Gemini slid awkwardly down the embankment, covering his hands with dirt. To his surprise it was moist and soft, clinging. He had expected it to be hard. That's what you get for believing pictures in the encyclopedia, he thought. And the ground gave gently under his feet.
He glanced behind him. Two furrows down the bank showed his path. I have a mark in this world after all, he thought. It'll make no difference, but there is a sign of me in this time when men could sti
ll leave signs.
Then dazzling lights far up the road. The truck was coming. Gemini sniffed the air. He couldn't smell anything—and yet the books all stressed how smelly gasoline engines had been. Perhaps it was too far.
Then the lights swerved away. The curve. In a moment it would be here, turning just the wrong way on the curving mountain road until it would be too late.
Gemini stepped out into the road, a shiver of anticipation running through him. Oh, he had been under the timelid several times before. Like everyone, he had seen the major events. Michelangelo doing the Sistine Chapel. Handel writing the Messiah (everyone strictly forbidden to hum any tunes). The premiere performance of Love's Labour's Lost. And a few offbeat things that his hobby of history had sent him to: the assassination of John F. Kennedy, a politician; the meeting between Lorenzo d'Medici and the King of Naples; Jeanne d'Arc's death by fire—grisly.

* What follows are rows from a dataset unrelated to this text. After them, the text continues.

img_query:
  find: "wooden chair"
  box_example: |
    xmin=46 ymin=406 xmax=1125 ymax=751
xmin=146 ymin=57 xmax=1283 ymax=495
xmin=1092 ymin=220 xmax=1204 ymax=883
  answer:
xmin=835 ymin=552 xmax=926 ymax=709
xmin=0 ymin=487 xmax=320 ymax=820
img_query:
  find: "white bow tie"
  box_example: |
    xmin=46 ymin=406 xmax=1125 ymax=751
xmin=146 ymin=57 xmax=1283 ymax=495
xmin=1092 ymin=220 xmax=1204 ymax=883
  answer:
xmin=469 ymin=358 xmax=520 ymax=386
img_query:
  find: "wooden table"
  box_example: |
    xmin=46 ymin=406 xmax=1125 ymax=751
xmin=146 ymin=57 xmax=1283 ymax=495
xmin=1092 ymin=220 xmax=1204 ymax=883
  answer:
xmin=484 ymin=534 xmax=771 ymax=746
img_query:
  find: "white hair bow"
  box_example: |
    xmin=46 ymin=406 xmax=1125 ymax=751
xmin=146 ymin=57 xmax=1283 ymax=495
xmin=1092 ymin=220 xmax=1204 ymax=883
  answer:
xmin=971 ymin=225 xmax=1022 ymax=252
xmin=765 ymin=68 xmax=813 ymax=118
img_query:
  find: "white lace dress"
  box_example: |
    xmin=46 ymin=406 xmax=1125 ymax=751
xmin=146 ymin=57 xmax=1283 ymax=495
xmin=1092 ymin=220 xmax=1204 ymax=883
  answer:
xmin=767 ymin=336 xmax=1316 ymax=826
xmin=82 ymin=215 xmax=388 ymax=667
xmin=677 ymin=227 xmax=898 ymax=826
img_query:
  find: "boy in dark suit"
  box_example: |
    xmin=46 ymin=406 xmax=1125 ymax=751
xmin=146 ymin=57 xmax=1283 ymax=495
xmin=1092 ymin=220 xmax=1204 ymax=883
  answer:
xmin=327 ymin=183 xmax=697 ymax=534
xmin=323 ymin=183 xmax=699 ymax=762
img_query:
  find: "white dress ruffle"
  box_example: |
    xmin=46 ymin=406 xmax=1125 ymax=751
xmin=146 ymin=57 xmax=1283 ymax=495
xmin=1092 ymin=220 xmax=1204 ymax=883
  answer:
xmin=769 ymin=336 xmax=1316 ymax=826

And now, at last, to experience in the past something he was utterly unable to live through in the present.
Death.
And the truck careened around the corner, the lights sweeping the far embankment and then swerving in, brilliantly lighting Gemini for one instant before he leaped up and in, toward the glass (how horrified the face of the driver, how bright the lights, how harsh the metal) and then agony. Ah, agony in a tearing that made him feel, for the first time, every particle of his body as it screamed in pain. Bones shouting as they splintered like old wood under a sledgehammer. Flesh and fat slithering like jelly up and down and sideways. Blood skittering madly over the surface of the truck. Eyes popping open as the brain and skull crushed forward, demanding to be let through, let by, let fly. No no no no no, cried Gemini inside the last fragment of his mind. No no no no no, make it stop!